Jeez...they get the first 2 paragraphs right...then fall apart with their socialism. I swear you could offer a million bucks for just ONE sensible economics writer over there, and no one could collect the money!Editorial
Lessons From Prudhoe Bay
Published: August 9, 2006
No sooner did BP announce that a corrosion problem was forcing a shutdown of its pipelines serving Alaska’s Prudhoe Bay than prices again shot up, with oil temporarily gaining more than $2 a barrel, to nearly $77, and gasoline rising five cents a gallon in some cities. Consumers are understandably rankled. But there’s nothing necessarily predatory about what’s going on — this time.
Refineries and gas stations that are not well stocked rush to buy when there’s a sudden shortage, provoking an immediate price increase. Meanwhile, BP and the other oil companies that share in the Prudhoe Bay oil field stand to lose more from the shutdown than they will reap from a spike in prices.
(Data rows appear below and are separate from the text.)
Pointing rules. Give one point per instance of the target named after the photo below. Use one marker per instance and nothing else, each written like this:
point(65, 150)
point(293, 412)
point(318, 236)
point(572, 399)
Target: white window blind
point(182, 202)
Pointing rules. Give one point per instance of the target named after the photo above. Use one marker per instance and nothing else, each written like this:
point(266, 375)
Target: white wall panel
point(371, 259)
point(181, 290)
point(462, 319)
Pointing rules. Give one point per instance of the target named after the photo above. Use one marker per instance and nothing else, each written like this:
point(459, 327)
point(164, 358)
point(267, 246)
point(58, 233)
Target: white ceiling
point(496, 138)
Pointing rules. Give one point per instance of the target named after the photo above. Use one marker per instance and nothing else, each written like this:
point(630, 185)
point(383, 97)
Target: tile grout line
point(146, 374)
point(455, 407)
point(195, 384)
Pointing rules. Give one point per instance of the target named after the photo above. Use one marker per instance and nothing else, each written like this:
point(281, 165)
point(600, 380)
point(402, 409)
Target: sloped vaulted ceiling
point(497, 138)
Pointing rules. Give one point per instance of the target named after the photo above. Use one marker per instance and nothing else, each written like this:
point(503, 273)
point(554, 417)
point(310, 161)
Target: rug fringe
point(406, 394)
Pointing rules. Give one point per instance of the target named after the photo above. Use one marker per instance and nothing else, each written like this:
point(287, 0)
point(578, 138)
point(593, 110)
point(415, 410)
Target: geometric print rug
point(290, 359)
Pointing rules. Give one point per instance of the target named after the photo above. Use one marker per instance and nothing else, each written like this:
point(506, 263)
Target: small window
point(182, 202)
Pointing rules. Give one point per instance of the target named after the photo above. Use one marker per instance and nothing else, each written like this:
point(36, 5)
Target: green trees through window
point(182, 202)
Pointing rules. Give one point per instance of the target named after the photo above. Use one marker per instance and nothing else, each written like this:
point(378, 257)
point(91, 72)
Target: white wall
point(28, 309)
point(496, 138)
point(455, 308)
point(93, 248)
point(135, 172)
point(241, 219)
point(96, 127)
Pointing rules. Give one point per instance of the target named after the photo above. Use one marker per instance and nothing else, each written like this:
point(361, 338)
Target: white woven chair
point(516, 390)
What is predatory is some politicians’ attempt to use the shutdown to realize their drilling dreams. Pete Domenici, the Senate Energy Committee chairman, was quick off the mark pronouncing BP’s travails as yet another reason to drill more at home.
That’s backward, for two reasons.
First, even all-out drilling won’t vaccinate the market from unexpected shortages because there simply isn’t enough potential domestic supply to dent Americans’ demand. The United States holds only 3 percent of global oil reserves, yet uses 25 percent of the world’s oil.
Until we have marketable alternatives to oil, the only thing that will truly reduce Americans’ vulnerability to oil shocks is reduced demand. According to the nonprofit National Environmental Trust, if Americans had started a 10-year phase-in of 40-mile-a-gallon driving standards in 2001, they would already be saving 267 million barrels of oil a year. That’s nearly twice the amount produced annually at the Prudhoe Bay field.
No matter what Mr. Domenici and other oil company cheerleaders say, the BP fiasco also reminds us why we should not put the fate of America’s wilderness in the hands of the oil companies.
BP has a lot of explaining to do, starting with why the ragged condition of its pipelines went undetected for so long. But it has already reinforced one lesson: True energy security does not entail more drilling, especially in Alaska.